Xu Ruifeng, Zhou Jiyun, Liu Bin, Yao Lin, He Yulan, Zou Quan, Wang Xiaolong
School of Computer Science and Technology, Harbin Institute of Technology Shenzhen Graduate School, Shenzhen, Guangdong 518055, China ; Key Laboratory of Network Oriented Intelligent Computation, Harbin Institute of Technology Shenzhen Graduate School, Shenzhen, Guangdong 518055, China.
School of Computer Science and Technology, Harbin Institute of Technology Shenzhen Graduate School, Shenzhen, Guangdong 518055, China.
Biomed Res Int. 2014;2014:294279. doi: 10.1155/2014/294279. Epub 2014 May 26.
DNA-binding proteins are crucial for various cellular processes, such as recognition of specific nucleotide, regulation of transcription, and regulation of gene expression. Developing an effective model for identifying DNA-binding proteins is an urgent research problem. Up to now, many methods have been proposed, but most of them focus on only one classifier and cannot make full use of the large number of negative samples to improve predicting performance. This study proposed a predictor called enDNA-Prot for DNA-binding protein identification by employing the ensemble learning technique.
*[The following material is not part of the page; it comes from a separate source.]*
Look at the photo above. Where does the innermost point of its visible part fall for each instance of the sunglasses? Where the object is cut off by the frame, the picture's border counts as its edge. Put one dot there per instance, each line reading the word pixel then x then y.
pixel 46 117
Experiential results showed that enDNA-Prot was comparable with DNA-Prot and outperformed DNAbinder and iDNA-Prot with performance improvement in the range of 3.97-9.52% in ACC and 0.08-0.19 in MCC. Furthermore, when the benchmark dataset was expanded with negative samples, the performance of enDNA-Prot outperformed the three existing methods by 2.83-16.63% in terms of ACC and 0.02-0.16 in terms of MCC. It indicated that enDNA-Prot is an effective method for DNA-binding protein identification and expanding training dataset with negative samples can improve its performance. For the convenience of the vast majority of experimental scientists, we developed a user-friendly web-server for enDNA-Prot which is freely accessible to the public.
DNA结合蛋白对于各种细胞过程至关重要,例如识别特定核苷酸、转录调控和基因表达调控。开发一种有效的DNA结合蛋白识别模型是一个亟待解决的研究问题。到目前为止,已经提出了许多方法,但大多数方法只关注单一分类器,无法充分利用大量负样本提高预测性能。本研究提出了一种名为enDNA-Prot的预测器,通过采用集成学习技术来识别DNA结合蛋白。实验结果表明,enDNA-Prot与DNA-Prot相当,并且在ACC方面的性能提升范围为3.97-9.52%,在MCC方面的性能提升范围为0.08-0.19,优于DNAbinder和iDNA-Prot。此外,当使用负样本扩展基准数据集时,enDNA-Prot在ACC方面比三种现有方法高出2.83-16.63%,在MCC方面高出0.02-0.16。这表明enDNA-Prot是一种识别DNA结合蛋白的有效方法,使用负样本扩展训练数据集可以提高其性能。为方便广大实验科学家使用,我们为enDNA-Prot开发了一个用户友好的网络服务器,公众可免费访问。